Demand for sustainable foods and beverages continues to grow. No denying that. More and more people see the value in eating green.
Mintel Global New Products Database (GNPD) has tracked more than 13,000 new sustainable food and drink products since 2005, and 84% of consumers say they regularly buy green or sustainable products.
Even so, many people are unaware of what all these eco-claims actually mean. It’s even hard to keep track of the latest green claim.
David Browne, senior analyst at Mintel points out:
“Packaging claims such as ‘recyclable’ or ‘eco- or environmentally friendly’ are fairly well known to consumers, but sustainable product claims such as ‘solar/wind energy usage’ or ‘Fair Trade’ have yet to enter the mainstream consumer consciousness. They may have heard of the terms, but they’d be hard-pressed to define them.”
Of those surveyed, 40% have never heard of the solar/wind energy usage claim. The 37% that have heard of the claim said they’ve never purchased food or drink bearing the claim.
Reduced carbon footprint/emissions is another lesser-known claim, as 32% have never heard of it. Thirty-four percent say they’ve never heard of the Fair Trade claim.
So, why do they buy?
According to Mintel research, 45% of sustainable food and drink users cite a perceived belief in superior quality as the reason behind their purchases. Browne says:
“These reasons vary in importance across different demographics. What’s most important to young adults may not be the primary deciding factor for affluent consumers. Marketers should consider this in their claims closely; noting that health, welfare, and safety are important for nearly all consumers.”
In the consumer survey, 42% say they’re concerned with food safety, and 43% say they buy sustainable food and drink because they’re concerned about environmental/human welfare.
I’ve noticed the growing trend of “humane” claims. Could it be that humane is the new local? More and more products are touting humane treatment of farm animals and you can begin to spot “certifications” on package labels.
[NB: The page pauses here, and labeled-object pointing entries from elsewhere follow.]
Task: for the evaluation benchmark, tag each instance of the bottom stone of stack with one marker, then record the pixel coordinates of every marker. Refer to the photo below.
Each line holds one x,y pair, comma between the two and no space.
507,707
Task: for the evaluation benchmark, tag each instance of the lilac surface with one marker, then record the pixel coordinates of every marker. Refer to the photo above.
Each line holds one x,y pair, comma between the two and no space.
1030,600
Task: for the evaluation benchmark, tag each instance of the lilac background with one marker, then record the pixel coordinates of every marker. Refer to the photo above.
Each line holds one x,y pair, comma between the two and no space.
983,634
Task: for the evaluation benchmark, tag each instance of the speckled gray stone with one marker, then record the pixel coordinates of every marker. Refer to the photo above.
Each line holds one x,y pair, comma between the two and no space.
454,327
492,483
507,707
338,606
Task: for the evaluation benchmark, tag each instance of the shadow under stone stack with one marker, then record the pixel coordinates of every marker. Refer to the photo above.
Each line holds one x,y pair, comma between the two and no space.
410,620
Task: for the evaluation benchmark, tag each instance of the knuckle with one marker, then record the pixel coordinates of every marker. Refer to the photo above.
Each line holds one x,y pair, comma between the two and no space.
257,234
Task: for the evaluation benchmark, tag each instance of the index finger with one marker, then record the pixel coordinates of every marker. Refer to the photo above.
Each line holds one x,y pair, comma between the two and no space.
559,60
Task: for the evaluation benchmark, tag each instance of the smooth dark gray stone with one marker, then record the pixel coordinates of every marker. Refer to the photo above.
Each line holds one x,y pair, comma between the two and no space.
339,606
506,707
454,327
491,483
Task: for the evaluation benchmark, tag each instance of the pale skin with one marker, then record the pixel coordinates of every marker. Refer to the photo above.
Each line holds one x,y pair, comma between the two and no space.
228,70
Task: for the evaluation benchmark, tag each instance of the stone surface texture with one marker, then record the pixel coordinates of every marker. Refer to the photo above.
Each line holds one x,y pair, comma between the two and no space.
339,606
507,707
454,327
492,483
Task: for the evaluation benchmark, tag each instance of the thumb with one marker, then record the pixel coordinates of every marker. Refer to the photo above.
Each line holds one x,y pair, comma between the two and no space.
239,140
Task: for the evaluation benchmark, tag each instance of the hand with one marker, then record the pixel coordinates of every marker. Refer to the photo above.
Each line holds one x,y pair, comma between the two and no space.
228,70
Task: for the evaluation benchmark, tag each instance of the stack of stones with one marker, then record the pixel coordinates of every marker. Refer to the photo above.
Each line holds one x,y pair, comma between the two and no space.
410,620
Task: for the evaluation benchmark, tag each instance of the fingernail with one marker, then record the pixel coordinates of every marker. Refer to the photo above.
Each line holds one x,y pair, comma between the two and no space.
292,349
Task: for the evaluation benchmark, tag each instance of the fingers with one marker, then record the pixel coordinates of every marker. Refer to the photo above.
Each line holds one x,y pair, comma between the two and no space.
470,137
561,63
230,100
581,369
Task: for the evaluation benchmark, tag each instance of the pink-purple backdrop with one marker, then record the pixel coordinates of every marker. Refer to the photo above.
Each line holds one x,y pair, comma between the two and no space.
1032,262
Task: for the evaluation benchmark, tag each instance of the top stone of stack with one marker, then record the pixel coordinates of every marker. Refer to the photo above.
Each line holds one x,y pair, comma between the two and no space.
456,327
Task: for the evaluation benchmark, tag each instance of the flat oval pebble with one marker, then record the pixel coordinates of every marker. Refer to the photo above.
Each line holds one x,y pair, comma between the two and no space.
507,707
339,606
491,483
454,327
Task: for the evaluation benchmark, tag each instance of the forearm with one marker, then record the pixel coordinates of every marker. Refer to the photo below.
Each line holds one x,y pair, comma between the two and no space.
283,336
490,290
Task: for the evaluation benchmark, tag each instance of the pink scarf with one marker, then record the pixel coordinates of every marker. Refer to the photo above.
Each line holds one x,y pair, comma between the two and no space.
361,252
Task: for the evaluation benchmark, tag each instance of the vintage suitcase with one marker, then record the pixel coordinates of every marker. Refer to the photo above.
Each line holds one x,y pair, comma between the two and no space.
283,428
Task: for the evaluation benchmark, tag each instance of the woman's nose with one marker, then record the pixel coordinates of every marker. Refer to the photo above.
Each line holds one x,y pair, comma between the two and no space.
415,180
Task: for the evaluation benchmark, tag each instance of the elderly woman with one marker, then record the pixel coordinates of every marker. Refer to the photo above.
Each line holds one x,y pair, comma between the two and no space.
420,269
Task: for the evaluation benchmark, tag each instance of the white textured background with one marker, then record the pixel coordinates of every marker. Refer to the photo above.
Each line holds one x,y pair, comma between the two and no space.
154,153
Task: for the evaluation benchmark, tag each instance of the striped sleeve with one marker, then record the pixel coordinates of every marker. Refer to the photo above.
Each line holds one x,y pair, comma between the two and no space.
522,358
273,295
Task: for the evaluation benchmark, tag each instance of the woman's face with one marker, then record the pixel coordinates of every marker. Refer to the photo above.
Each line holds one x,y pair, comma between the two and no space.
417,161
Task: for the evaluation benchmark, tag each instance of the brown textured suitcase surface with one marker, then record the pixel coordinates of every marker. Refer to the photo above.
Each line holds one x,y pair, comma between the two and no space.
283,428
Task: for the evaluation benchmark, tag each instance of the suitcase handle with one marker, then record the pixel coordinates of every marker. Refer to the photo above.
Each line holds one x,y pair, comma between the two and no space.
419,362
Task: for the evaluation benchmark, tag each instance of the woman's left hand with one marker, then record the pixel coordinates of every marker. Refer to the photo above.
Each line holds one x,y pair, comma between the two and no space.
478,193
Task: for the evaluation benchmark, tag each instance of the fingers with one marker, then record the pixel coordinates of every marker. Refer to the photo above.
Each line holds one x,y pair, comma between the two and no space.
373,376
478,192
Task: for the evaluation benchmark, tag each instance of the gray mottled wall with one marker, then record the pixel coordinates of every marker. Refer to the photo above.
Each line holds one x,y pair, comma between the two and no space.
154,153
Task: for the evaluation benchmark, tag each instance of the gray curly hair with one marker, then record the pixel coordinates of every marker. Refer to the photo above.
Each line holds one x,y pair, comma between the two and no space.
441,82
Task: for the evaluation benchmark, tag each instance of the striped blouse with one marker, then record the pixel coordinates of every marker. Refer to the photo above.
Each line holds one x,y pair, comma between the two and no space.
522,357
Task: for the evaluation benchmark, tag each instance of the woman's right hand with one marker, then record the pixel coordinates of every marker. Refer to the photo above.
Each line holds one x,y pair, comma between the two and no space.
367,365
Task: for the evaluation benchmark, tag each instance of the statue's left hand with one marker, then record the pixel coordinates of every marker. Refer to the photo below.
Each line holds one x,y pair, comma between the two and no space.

Have you noticed?
There are two main humane certification programs that attempt to validate the humane treatment of animals throughout the production process: American Humane Society has the “American Humane Certified” program, and there’s the “Certified Humane Raised and Handled” program that’s endorsed by the American Society for the Prevention of Cruelty to Animals and other organizations.
Have you bought any products with these humane labels? Expect to see a lot more animal-based products making this claim in a store near you.